Some are now asking for everyone to do a better job clearing now and making public walkways accessible. Bill Mancini may be in a wheelchair, but he normally doesn’t view himself as “trapped”.

At least not until he tries to head down his street to the store after weeks of snow.

“It’s difficult right now, it really is. Especially when all this snow is coming in a short amount of time,” says Mancini.

He’s President of the Connecticut Chapter of the National Spinal Cord Injury Association and he uses a wheelchair. Mancini would like to see towns, businesses and even his neighbors take action.

“I think the best thing is that, if towns want to increase the access for people with disabilities, is to check on those busy intersections and those corners, because that’s sort of where the plows are pushing everything,” says Mancini.

Some sidewalk corners in West Hartford, for example, remain completely blocked, preventing all walkers or wheelchair users from crossing the street whatsoever.

“You can’t use the sidewalks and stuff, if you have feet of snow, you have no options at that point other than to just not use it,” says Arron Frankum.

Frankum is a disabled veteran and father of two, who uses a wheelchair.

“I mean what are you gonna’ do at this point? If you’ve got 50 feet of snow, I would think the cities and towns are doing the best they can,” says Frankum.

But across the state, some towns, private residences and stores still haven’t cleared the way.

Berman: “There’s the Americans with Disabilities Act right?
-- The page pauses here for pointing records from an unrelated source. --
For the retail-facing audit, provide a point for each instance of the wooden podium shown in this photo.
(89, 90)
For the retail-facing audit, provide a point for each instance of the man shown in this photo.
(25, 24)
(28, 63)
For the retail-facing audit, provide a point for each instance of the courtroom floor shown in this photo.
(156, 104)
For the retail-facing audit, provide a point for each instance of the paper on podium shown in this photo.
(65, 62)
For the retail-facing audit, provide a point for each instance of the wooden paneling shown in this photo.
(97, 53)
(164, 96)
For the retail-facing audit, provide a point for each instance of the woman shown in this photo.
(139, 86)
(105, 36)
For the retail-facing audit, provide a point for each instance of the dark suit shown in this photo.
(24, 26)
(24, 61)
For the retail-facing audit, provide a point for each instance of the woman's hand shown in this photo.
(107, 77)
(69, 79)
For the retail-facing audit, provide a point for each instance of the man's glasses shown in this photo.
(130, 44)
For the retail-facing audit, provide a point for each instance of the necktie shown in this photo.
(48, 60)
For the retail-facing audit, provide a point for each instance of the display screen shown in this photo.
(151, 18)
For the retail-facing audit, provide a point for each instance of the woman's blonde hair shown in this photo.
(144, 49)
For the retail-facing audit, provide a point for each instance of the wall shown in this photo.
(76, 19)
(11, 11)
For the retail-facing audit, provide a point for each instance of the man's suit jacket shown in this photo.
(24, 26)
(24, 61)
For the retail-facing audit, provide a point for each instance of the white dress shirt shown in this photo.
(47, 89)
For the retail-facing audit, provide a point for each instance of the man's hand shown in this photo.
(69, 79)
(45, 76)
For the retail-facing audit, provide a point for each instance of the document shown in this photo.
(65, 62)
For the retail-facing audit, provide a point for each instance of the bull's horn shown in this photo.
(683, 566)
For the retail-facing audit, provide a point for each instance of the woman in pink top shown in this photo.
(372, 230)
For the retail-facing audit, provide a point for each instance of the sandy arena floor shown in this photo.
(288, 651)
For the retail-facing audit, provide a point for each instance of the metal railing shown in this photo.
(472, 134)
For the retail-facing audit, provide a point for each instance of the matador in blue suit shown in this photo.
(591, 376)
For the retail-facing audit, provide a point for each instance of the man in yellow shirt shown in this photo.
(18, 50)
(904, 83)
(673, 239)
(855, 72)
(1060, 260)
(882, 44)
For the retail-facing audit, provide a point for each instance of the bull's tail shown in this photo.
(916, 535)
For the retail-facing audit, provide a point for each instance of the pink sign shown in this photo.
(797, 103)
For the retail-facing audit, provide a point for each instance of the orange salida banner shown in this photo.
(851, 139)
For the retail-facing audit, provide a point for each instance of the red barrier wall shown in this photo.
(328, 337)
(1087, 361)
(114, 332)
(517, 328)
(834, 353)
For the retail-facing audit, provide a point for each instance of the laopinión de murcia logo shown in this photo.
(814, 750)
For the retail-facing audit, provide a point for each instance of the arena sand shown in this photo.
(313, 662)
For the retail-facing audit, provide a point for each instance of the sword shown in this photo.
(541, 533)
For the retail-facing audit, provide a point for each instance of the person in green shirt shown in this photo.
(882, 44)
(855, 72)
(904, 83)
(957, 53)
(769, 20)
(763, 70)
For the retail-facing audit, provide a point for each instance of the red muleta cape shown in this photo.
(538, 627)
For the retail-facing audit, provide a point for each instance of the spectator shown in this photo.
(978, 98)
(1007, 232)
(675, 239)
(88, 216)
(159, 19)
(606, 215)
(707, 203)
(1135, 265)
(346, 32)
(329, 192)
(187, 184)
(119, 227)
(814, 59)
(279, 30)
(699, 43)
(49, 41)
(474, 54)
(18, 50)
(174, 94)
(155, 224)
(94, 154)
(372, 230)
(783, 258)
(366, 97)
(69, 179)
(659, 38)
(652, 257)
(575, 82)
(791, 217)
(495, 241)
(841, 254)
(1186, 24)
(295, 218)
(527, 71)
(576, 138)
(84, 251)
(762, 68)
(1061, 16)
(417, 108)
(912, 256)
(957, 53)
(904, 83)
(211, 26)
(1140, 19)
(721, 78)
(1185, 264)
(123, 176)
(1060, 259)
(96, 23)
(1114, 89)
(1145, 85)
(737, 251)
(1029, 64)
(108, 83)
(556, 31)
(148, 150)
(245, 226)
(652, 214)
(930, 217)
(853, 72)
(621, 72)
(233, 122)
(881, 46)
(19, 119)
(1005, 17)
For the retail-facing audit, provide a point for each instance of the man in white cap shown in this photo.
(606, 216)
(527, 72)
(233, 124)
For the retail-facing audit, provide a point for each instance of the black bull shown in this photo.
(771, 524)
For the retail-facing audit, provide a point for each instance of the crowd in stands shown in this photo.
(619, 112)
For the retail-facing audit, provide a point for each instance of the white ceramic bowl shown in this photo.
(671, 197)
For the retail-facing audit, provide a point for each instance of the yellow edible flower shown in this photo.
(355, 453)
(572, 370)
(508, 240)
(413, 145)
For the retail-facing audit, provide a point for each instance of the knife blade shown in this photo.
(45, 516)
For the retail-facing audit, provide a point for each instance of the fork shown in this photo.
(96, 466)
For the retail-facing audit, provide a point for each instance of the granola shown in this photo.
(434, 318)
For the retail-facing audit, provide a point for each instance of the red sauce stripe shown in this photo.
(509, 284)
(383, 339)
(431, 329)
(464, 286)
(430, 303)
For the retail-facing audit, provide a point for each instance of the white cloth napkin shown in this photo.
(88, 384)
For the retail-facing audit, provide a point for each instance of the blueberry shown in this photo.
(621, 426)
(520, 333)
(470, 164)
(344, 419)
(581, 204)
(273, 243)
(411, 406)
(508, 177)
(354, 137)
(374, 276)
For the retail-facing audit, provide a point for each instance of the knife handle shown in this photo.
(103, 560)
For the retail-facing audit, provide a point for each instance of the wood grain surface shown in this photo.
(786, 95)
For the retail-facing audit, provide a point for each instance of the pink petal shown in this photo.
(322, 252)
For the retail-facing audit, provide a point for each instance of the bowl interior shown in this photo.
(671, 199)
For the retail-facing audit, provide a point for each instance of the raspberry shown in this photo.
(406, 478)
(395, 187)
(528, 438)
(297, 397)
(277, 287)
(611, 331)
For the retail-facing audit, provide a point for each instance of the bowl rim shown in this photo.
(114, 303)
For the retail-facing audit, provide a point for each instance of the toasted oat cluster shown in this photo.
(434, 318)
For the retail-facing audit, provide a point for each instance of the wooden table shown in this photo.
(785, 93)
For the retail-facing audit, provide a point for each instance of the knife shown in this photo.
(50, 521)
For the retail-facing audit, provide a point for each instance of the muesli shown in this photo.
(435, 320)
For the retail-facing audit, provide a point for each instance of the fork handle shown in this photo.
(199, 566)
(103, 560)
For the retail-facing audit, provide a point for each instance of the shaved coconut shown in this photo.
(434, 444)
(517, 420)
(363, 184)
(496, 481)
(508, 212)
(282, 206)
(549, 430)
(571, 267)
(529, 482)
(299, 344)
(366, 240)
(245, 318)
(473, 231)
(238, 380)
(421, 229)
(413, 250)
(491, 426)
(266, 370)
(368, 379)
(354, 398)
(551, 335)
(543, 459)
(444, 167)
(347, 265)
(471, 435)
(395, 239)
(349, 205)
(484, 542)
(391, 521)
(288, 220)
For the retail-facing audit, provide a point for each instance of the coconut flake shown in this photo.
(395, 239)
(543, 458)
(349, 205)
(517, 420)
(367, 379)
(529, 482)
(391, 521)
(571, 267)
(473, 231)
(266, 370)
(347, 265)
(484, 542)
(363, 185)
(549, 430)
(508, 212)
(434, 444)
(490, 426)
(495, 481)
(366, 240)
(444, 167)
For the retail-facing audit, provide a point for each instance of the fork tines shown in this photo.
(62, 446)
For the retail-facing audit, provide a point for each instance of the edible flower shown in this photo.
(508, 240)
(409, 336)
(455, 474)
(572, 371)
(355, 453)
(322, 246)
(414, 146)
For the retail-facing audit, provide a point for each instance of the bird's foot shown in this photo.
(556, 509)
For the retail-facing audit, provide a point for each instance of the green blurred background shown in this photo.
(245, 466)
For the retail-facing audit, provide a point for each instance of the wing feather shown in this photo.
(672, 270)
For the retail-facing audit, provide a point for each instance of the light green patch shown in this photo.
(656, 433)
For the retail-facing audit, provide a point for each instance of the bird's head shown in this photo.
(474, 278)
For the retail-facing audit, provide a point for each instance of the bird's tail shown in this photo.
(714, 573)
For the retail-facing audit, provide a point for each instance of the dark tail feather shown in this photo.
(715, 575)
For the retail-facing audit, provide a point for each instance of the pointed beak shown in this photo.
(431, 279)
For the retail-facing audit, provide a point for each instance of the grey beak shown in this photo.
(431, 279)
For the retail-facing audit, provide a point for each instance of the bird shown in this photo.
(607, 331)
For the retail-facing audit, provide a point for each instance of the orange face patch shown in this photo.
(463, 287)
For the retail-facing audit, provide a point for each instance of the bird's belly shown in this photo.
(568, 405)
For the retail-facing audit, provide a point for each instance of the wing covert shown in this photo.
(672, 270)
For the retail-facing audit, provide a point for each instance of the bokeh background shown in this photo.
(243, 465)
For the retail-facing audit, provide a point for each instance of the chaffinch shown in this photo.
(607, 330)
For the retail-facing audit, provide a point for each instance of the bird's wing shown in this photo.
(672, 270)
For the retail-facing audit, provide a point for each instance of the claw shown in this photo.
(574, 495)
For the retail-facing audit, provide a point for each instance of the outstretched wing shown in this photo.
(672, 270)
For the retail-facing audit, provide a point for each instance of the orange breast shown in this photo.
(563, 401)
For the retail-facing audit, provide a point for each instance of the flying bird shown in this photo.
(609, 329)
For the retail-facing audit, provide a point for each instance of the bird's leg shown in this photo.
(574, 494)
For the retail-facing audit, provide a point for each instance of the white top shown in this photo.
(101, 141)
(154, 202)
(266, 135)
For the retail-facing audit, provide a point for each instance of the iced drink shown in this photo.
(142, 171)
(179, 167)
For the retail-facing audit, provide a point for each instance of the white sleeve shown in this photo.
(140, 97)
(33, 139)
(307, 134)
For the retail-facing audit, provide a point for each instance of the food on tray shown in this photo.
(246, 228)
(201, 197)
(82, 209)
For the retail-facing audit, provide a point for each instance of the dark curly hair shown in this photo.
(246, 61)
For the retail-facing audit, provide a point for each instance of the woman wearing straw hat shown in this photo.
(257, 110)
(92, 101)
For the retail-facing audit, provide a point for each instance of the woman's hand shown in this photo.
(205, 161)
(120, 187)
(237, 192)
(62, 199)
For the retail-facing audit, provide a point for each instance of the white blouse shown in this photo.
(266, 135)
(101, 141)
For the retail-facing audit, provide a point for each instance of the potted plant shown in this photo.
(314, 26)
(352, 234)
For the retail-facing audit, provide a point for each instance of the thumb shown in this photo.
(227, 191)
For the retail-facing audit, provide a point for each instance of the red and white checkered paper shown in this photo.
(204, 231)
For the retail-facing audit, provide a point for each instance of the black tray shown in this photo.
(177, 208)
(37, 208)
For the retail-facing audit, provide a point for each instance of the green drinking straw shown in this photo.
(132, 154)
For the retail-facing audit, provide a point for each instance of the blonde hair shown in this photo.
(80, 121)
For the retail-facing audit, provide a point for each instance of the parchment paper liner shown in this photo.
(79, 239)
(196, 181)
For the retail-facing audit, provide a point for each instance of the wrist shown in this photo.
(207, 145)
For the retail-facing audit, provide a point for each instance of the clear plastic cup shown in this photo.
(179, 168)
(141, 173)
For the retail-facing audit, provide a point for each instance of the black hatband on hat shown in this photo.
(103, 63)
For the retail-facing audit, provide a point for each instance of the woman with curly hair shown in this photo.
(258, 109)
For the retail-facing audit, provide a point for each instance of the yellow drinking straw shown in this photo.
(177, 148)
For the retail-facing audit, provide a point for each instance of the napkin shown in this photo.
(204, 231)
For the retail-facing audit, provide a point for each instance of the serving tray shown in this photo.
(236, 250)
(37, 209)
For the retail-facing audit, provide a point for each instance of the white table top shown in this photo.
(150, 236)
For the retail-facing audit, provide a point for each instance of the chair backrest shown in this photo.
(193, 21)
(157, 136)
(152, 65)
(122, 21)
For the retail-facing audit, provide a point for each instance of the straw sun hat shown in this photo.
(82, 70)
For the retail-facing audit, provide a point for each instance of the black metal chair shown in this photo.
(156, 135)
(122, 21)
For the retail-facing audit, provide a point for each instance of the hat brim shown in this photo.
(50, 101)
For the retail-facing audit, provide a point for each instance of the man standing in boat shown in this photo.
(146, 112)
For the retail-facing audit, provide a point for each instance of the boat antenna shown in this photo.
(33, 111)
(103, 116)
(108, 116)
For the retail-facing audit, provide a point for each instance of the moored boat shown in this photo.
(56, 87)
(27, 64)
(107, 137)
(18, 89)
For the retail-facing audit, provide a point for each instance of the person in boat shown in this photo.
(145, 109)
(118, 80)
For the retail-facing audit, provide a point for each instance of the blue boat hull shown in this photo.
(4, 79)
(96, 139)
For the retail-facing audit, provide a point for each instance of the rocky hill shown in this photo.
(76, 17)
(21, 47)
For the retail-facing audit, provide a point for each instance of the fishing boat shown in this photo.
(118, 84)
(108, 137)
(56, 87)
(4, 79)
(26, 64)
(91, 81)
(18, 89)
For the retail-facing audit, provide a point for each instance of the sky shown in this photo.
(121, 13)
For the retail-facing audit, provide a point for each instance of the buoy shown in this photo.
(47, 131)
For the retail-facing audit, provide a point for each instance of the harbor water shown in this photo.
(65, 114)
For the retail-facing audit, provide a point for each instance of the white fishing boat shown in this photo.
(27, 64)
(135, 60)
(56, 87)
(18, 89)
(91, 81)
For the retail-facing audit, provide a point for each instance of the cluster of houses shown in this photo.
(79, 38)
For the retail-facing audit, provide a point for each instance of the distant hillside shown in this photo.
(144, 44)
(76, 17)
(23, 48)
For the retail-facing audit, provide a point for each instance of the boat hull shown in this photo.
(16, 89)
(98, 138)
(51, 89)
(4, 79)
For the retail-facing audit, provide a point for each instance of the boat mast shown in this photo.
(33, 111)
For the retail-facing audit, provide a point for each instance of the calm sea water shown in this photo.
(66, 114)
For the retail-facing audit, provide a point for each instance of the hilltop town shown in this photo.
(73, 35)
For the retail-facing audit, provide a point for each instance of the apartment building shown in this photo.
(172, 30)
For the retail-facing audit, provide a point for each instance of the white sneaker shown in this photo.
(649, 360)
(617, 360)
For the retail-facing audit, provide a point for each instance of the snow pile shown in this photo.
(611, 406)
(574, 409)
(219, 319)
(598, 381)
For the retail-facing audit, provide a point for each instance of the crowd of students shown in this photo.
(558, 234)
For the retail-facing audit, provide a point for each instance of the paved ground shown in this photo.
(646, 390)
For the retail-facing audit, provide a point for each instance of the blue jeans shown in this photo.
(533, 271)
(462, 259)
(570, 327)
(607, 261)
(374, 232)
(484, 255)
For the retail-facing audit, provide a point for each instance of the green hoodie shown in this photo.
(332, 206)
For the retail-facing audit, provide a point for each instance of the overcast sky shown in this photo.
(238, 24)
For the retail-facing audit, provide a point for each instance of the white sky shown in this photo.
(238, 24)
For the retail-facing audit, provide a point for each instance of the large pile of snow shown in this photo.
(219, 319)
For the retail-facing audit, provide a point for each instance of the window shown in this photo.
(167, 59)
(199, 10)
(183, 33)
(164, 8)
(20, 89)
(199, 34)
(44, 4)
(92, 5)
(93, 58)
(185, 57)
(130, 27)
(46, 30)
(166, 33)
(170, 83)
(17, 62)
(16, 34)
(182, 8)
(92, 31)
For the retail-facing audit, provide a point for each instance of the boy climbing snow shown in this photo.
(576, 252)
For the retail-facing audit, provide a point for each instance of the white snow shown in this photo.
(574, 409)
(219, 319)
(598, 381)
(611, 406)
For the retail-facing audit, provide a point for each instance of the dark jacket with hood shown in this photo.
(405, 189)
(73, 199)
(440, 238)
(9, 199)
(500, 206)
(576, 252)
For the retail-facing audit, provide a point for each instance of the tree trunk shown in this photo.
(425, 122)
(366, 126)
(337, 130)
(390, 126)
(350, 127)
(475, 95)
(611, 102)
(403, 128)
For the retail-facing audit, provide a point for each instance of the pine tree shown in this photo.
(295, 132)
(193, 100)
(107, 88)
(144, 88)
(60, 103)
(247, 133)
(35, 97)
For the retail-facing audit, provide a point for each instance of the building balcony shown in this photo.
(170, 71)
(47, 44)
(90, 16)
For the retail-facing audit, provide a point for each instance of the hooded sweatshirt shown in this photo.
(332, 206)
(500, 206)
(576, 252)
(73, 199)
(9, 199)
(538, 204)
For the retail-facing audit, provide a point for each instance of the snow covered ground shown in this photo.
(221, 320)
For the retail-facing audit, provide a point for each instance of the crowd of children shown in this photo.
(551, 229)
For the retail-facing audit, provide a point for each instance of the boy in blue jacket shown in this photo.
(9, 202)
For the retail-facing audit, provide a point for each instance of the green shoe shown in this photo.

Don’t towns legally have to keep the sidewalks clear?”

Frankum: “You would think, but I think the ADA is really a toothless law.”

Both Frankum, the former Navy Lieutenant, and Bill Mancini, believe it’s up to our neighbors and towns to come together and find a common-sense way to at least clear the main sidewalks and “cut-outs” that lead to main intersections.

“I know it’s costing money to get the guys out there but, everybody wants to be able to move around a little bit you know?” says Mancini.